The Times also reported that, "Two days after Mr. Comey's testimony, an aide to Mr. Sessions approached a Capitol Hill staff member asking whether the staffer had any derogatory information about the FBI director," a claim that the Justice Department denied. "The attorney general wanted one negative article a day in the news media about Mr. Comey, according to a person with knowledge of the meeting," the Times reported.
But Justice Department spokeswoman Sarah Isgur Flores told CNN: "This did not happen and would not happen. Plain and simple."
New York Rep. Jerry Nadler, the top Democrat on the House Judiciary Committee, released a statement in the wake of the report, calling McGahn's reported conduct "completely unacceptable" and saying McGahn should make himself available to the committee.

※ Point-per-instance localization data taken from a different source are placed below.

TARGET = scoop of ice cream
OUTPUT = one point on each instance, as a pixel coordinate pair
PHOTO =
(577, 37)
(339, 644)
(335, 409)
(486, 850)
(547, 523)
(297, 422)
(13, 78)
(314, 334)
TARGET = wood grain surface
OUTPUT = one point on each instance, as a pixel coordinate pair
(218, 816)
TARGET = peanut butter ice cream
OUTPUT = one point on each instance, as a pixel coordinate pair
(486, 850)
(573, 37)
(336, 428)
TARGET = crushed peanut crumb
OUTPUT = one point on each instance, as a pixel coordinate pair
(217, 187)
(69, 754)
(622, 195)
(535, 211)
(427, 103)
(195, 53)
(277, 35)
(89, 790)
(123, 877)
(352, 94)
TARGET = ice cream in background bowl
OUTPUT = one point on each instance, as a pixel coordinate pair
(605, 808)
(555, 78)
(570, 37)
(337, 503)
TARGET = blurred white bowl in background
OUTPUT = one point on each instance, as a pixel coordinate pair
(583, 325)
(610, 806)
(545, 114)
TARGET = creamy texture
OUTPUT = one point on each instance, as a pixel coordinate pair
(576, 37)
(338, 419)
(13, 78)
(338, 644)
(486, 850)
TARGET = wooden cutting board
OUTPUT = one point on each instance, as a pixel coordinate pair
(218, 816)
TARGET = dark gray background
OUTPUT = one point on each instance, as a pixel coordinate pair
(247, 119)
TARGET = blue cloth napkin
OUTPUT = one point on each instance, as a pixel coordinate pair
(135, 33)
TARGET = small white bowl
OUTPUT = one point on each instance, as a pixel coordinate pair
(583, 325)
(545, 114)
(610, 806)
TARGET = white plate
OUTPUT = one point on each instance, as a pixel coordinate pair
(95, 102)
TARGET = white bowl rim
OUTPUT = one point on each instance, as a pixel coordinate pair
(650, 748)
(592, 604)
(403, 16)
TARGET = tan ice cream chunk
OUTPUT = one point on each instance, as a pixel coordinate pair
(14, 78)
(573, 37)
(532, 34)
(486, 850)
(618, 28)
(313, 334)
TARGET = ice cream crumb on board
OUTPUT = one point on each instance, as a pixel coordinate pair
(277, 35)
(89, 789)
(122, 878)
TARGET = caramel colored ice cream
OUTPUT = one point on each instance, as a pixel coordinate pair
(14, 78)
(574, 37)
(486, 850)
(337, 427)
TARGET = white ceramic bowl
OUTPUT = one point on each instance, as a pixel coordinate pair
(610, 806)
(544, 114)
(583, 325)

"Congress needs to know exactly what efforts Mr. McGahn took to 'lobby' the Attorney General in this case, and what President Trump's role was in those efforts," Nadler said.
Sessions announced he would recuse himself from all matters relating to the investigation in early March. Politicians, including Republicans, praised the decision at the time, but Trump has publicly rebuked his attorney general and said he wished Sessions had not recused.
The Times reported Thursday that after McGahn was unsuccessful at getting Sessions not to recuse, Trump became angry and said he needed an attorney general to protect him.
Sessions' recusal left Justice Department oversight of the probe to Deputy Attorney General Rod Rosenstein, who appointed former FBI director Mueller to be special counsel after Trump fired Comey in May 2017.
Sessions said in summer 2017 he was "confident" he had made the right decision about recusal -- and as some Republicans called Thursday for his ouster, some top Democrats, in a major shift, have suggested Sessions should stay to avoid interference with the special counsel probe.